DevOps teams (sometimes called DevSecOps when there is a big security focus) come in to leverage that IT infrastructure by setting up automation tools on top of it. These tools would be thinks like CD pipelines, whether from Github or other change management products, which get new features in the hands of end-users. They ensure that things go smoothly, no matter the deployment frequency needs of the development team, and are usually the ones bridging application developments and end users. If this is a Kubernetes team, the DevOps engineer may worry about getting code onto the correct clusters, but the SRE team would be in charge of ensuring Kubernetes clusters are healthy.

Developers write code. There are times with DevOps engineers will write code, but in general, developers write code for the product. They don’t concern themselves with service level agreements, they worry about getting new features in the hands of users.

Abstract Complexity, Improve Developer Experience

While it's important for both developers and infrastructure teams to have some ownership of operations, developers don't want to be involved in the practical application of deploying, managing, and provisioning complex infrastructure. Time spent putting out fires in production is time developers otherwise could have spent on shipping features.

Thus, it's necessary to have a solution that abstracts away these hassles and empowers developers with a self-service ability infrastructure.

The SRE-to-Developer Ratio

In their well-known book, Site Reliability Engineering, a team of SREs and technical writers lay out Google's philosophies and practices regarding, you guessed it, site reliability engineering. One famous concept in the book is the "SRE-to-developer ratio." As SREs have specialized skills that add leverage to other developers' work but are a scarce resource, companies maintain a SRE-to-developer ratio of about 1:10 where one SRE team commonly works with multiple developer teams in their product area.

While the industry standard 1:10 ratio seems like a good starting place, it fails at both extremes of organization size. A seed-stage startup likely has fewer than ten engineers, so a dedicated SRE would exceed the ratio, straining limited resources. Instead, many small companies get by with tasking some or all of their application engineers with managing their own infrastructure, slowing product development. At the opposite end of the spectrum, a rapidly scaling company that needs to add 300 application engineers would require 30 additional infrastructure developers to account for the growth.

How to improve your SRE-to-Developer Ratio

Organizations of all sizes are rethinking their approach to scaling both teams and infrastructure. Investments in internal tooling, whether built or bought, automates repeated tasks and abstracts complexity, which allows each SRE to support more developers.
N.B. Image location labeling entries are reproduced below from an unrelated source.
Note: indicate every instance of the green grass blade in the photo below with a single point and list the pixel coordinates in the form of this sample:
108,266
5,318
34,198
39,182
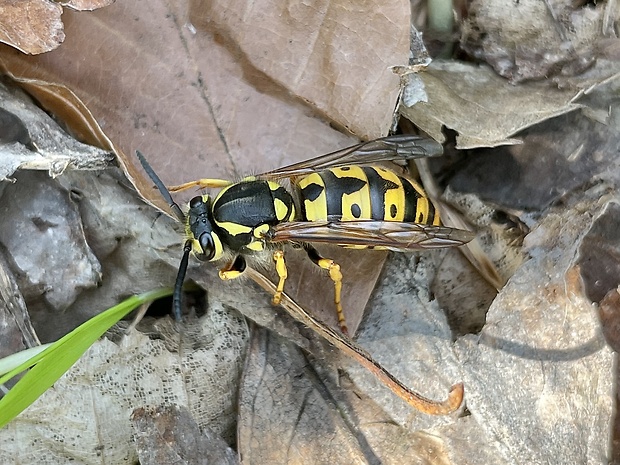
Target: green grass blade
18,359
49,365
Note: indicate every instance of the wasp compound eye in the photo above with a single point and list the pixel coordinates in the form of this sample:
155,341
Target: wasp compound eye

With a self-service DevOps solution, it's possible to approach upwards of a 1:50 SRE-to-developer ratio. Individual developers are empowered with the tools they need to manage their own infrastructure day-to-day with minimal effort, while SREs focus on the toughest and most pressing problems the infrastructure presents. By providing this additional leverage, self-service DevOps doesn't just scale infrastructure, it scales people.

Traditionally this has required building infrastructure in-house, or even creating a dedicated Platform or Internal Tools team. This is an incredibly expensive effort, and many are turning away from custom-built tools that require dedicated headcount to maintain and improve. Instead, cloud orchestration tools like Zeet are making it possible to achieve a 1:50 SRE-to-Developer Ratio without having to build the tools yourself.

What's your organization's SRE:Developer Ratio?